Veterans Affairs West Los Angeles Healthcare Center
In continuous operation since 1888, the West Los Angeles Veterans Affairs (VA) Campus spans 400 acres and includes a rich, highly-intact collection of historic buildings and structures, as well as site plan elements, landscape features, and streetscapes.
The original land and funding for the West Los Angeles campus came from a number of influential sources in the West, including U.S. Senator John P. Jones (Nevada), Robert Baker, and Arcadia Bandini Stearns de Baker. They believed that the development of a community of veterans would contribute to the economic growth of the surrounding area.
Known as the Pacific Branch of the National Home of Disabled Volunteer Soldiers, the campus evolved throughout the late nineteenth and early twentieth centuries. Architect Stanford White was credited with designing the original Shingle style wood frame barracks, which influenced J. Lee Burton's designs for the Streetcar Depot (1890) and Wadsworth Chapel (1900).
Following the end of World War I, the medical facilities expanded significantly, and many of the Colonial Revival buildings were constructed during this period. A subsequent wave of development occurred after the establishment of the Veterans Administration in 1930; this building campaign was characterized by the proliferation of the Mission and Spanish Colonial Revival styles. Notable examples from this era are the Wadsworth Theatre (1940) and Building 209 (1945), now known as the Homeless Veterans Transitional Housing.
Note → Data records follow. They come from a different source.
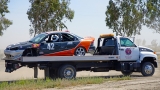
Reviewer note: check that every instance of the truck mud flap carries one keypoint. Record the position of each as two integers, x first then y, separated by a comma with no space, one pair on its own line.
128,66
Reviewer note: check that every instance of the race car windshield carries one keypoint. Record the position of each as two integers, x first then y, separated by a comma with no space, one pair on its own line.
38,38
76,36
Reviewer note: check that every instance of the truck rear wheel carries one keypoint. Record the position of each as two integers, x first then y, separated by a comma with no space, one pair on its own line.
125,73
67,72
147,69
In addition to its historic facilities, the campus is known for its open spaces, landscaping, and system of roadways anchored by Wilshire Boulevard.
Today, the campus includes the West Los Angeles VA Historic District, which was listed on the National Register of Historic Places in 2014. The Streetcar Depot and Wadsworth Chapel are also individually designated at the national level.
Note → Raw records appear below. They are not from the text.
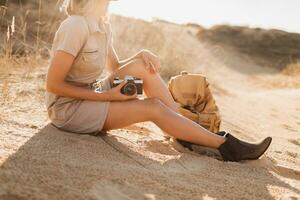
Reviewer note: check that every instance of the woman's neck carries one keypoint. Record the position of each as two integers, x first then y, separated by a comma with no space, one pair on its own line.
97,12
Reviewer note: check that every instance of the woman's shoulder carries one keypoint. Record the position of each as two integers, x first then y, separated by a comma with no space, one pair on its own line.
74,23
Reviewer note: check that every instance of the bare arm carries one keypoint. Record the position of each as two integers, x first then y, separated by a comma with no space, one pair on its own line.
113,60
60,65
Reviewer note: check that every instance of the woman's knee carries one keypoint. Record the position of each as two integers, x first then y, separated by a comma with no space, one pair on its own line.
156,108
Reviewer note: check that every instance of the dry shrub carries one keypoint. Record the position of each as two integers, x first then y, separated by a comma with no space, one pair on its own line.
292,69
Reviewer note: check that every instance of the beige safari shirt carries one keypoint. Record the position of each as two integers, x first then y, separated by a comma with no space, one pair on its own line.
88,41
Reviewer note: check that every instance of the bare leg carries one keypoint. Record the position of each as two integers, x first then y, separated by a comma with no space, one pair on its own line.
125,113
154,85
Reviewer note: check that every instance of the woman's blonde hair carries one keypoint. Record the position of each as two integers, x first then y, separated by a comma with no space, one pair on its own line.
80,7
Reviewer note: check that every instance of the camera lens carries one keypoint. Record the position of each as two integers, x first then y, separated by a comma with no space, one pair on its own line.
129,89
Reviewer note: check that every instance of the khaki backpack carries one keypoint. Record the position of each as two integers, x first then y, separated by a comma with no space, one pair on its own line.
192,93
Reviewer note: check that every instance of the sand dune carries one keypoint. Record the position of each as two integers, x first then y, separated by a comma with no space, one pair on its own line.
39,161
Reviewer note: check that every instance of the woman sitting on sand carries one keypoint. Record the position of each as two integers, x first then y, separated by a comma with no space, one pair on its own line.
82,48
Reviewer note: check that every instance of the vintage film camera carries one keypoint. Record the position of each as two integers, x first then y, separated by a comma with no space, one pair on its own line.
132,86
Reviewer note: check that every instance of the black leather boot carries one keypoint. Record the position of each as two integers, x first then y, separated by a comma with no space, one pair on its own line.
234,149
189,144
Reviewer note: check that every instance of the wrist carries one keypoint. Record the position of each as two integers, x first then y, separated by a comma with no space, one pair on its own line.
103,96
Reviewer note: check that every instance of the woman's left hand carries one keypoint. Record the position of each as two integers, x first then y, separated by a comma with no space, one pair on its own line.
151,60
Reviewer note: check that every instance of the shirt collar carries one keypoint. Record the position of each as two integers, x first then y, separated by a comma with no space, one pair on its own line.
94,25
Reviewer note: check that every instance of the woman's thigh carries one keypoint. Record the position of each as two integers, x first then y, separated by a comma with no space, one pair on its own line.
125,113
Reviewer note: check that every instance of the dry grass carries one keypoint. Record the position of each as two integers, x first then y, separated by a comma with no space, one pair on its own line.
292,69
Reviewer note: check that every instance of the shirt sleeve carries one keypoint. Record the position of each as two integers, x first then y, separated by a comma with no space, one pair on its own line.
71,36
The rehabilitation of Buildng 209/Homeless Veterans Transitional Housing earned a Conservancy Preservation Award in 2016.
Congress first established the National Asylum for Disabled Volunteer Soldiers - later renamed the National Home for Disabled Volunteer Soldiers - in 1865, following the end of the Civil War.
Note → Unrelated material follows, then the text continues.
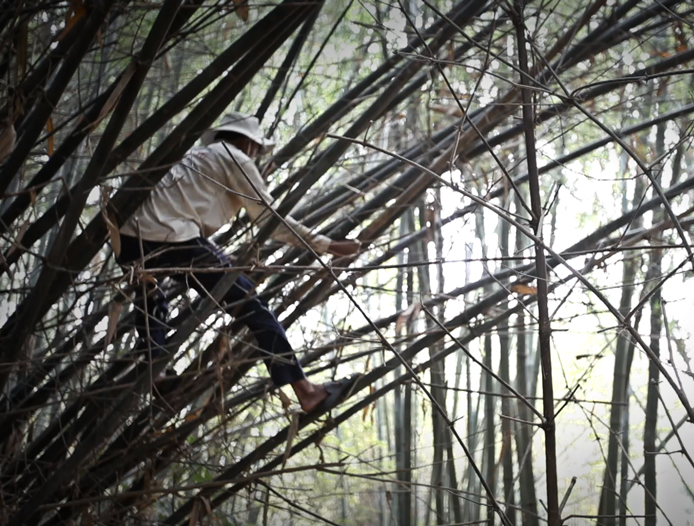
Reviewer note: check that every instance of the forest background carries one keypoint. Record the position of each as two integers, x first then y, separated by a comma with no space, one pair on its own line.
520,177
By the 1880s, the need for a campus on the West Coast had emerged, and the Pacific branch of the National Home opened in Los Angeles in 1888. Within a year, the site contained a hospital, barracks, mess hall, and cemetery.
Ultimately, eleven branches operated around the country before they were absorbed into the newly-formed Veterans Administration in 1930.
The West Los Angeles VA Historic District was listed on the National Register of Historic Places in 2014 for its contributions to the "development of a national policy for Veteran health care" and as a "tangible manifestation of the federal government's commitment to the health care of Veterans of World War I, which resulted in the nation's largest network of hospitals."
The district also contains excellent examples of Mission Revival and Colonial Revival architecture, reflective of national building trends during the 1920s and 1930s, as well as efforts to evoke the region's history.